One of Raimundi-Ortiz’s most recent pieces is a tribute to her mother and her battle with illiteracy. “Honestly, I didn't know [my mother] couldn't read until I was halfway through high school. She was masterful at balancing life and I never felt as if I was missing anything...Once I found out, my respect for her only intensified...It was a profound awakening for me that has made an intense bond between us all as a family,” Raimundi-Ortiz said. 

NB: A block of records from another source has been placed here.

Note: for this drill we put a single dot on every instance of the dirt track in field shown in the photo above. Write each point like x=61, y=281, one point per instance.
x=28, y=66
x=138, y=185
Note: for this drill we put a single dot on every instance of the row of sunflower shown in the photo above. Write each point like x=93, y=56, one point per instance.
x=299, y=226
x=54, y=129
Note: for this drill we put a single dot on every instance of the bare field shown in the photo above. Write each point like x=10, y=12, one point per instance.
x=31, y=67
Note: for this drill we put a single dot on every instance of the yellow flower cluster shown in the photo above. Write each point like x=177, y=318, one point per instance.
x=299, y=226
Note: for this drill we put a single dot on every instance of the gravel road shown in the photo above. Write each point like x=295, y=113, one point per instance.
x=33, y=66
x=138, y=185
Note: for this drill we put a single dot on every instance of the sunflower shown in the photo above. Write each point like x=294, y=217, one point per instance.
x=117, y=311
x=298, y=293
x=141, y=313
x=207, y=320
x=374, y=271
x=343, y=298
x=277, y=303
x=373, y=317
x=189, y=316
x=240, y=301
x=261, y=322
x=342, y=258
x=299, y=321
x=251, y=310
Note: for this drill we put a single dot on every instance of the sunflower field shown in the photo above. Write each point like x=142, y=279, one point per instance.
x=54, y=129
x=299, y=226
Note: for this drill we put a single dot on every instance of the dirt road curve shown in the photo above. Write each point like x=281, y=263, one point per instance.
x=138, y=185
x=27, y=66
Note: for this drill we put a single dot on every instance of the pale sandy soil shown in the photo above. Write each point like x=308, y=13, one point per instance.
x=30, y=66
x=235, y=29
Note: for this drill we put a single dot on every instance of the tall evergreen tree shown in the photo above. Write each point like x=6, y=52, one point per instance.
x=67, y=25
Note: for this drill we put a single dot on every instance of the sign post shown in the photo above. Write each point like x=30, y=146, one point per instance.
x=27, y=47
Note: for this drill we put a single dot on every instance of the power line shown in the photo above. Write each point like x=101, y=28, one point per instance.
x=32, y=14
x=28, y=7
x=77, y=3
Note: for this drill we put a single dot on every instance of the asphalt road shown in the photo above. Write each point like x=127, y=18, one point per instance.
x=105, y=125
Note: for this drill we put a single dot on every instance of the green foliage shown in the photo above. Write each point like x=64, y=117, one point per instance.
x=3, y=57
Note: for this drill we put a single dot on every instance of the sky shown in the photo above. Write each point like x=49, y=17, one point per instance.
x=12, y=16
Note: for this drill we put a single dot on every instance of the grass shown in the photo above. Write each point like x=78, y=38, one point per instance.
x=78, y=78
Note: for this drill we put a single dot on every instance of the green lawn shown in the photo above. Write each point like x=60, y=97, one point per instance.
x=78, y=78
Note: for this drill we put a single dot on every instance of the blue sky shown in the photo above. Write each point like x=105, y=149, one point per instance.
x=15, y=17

Raimundi-Ortiz is also known for the creation of her alter-ego, Chuleta. Raimundi-Ortiz describes Chuleta’s style, which balances humor with real-world issues, as “a classic strategy for doling out harsh truths and critiquing the powers that be.” Raimundi-Ortiz continued, “This is evident in Shakespeare, [as] usually the buffoon characters are the ones that know the truth...Whether tragic or satirical, the impetus is the same. Cut as close to the bone as possible, get as close to my version of the truth, expose as much of the underbelly of whatever topic I am getting to without completely alienating my audience. Make them uncomfortable enough to want to move, but not so irritated that they aren't listening. At the end of the day, I categorize myself as a sort of storyteller, soothsayer, shaman, conduit through my work. It is what I crave in my work and in my life.”